Here are some Agda fragments for dealing with this idea rigid logic (a non-associative, non-unit-law-having version of ordered logic that is useless except as a way of thinking about substructural logics in Agda, as far as I can tell), and some other Agda fragments for persistent logic. This whole blog post should serve as a disclaimer that these are all quite half-baked.


1An aside on "higher-order"

This is the part of higher-order focusing that gives it the name "higher-order," in the sense that the derivation constructors take functions as arguments. I can't quite figure out at this moment how this usage fits into Chris's discussion of what should and should not be called higher order.
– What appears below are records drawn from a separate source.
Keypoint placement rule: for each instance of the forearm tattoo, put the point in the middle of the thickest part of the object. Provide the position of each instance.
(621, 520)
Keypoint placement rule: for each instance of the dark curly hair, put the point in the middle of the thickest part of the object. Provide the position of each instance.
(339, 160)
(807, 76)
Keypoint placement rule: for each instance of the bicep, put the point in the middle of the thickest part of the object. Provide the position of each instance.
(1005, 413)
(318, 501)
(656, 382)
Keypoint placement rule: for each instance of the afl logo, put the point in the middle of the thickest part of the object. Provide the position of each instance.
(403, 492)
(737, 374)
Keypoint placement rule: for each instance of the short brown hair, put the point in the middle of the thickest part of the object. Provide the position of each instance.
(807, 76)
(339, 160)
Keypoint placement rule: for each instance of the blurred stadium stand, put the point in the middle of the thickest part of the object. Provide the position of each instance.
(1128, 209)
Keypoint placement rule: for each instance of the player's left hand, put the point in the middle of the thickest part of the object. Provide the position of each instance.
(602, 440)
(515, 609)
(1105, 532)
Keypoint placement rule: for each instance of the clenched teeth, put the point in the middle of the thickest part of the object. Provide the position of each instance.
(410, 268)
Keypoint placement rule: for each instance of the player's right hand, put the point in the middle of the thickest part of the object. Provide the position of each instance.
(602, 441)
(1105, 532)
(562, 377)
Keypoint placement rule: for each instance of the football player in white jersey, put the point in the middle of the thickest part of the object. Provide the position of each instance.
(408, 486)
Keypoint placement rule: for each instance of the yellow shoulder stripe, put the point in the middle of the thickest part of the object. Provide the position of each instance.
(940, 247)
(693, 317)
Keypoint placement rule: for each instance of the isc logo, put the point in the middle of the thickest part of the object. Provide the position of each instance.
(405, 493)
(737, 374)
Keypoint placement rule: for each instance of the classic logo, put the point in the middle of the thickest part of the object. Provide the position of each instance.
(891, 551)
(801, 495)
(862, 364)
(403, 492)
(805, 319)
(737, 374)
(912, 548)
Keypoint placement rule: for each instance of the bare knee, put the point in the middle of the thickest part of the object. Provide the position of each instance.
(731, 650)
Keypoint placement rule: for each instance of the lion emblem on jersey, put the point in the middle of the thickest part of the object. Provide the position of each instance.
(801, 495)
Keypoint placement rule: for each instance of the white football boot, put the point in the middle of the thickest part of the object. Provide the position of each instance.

Noam called the paper introducing pattern judgments to the PL world "Focusing and higher-order abstract syntax" (POPL 2008). Noam now sees that naming as unfortunate, and I agree; it blurs the definition of "higher-order abstract syntax" (HOAS) in a different direction that it gets blurred elsewhere in the literature. In my idiolect, which of course I can't force on everyone else, I reserve HOAS for the use of substitution functions to encode term structure - in other words, I use it as a rough synonym of what I and others also call "abstract binding trees." (I'm not sure who coined "abstract binding tree," I associate it with Bob Harper.)

The whole point of higher-order focusing is that this function - the one from the pattern judgment \(\Delta' \Vdash A\) to the provability judgment \(\Delta, \Delta' \vdash C\) - is a function that case analyzes its arguments (to figure out which pattern judgment was given as an argument to the function). Putting our set-theorist hats on, it's a map, a potentially infinite list of (pattern derivation, provability derivation) tuples such that every pattern derivation is associated with exactly one provability derivation. Then we take off our set-theorist hats 'cause we dislike those hats; it's a real (pure, terminating, effect-free) function, like in the sense of functional programming. Or just programming. I personally try to use the phrase logical reflection to emphasize this pattern-matching higher-order-ness; Noam now prefers abstract higher-order syntax, which is fine too.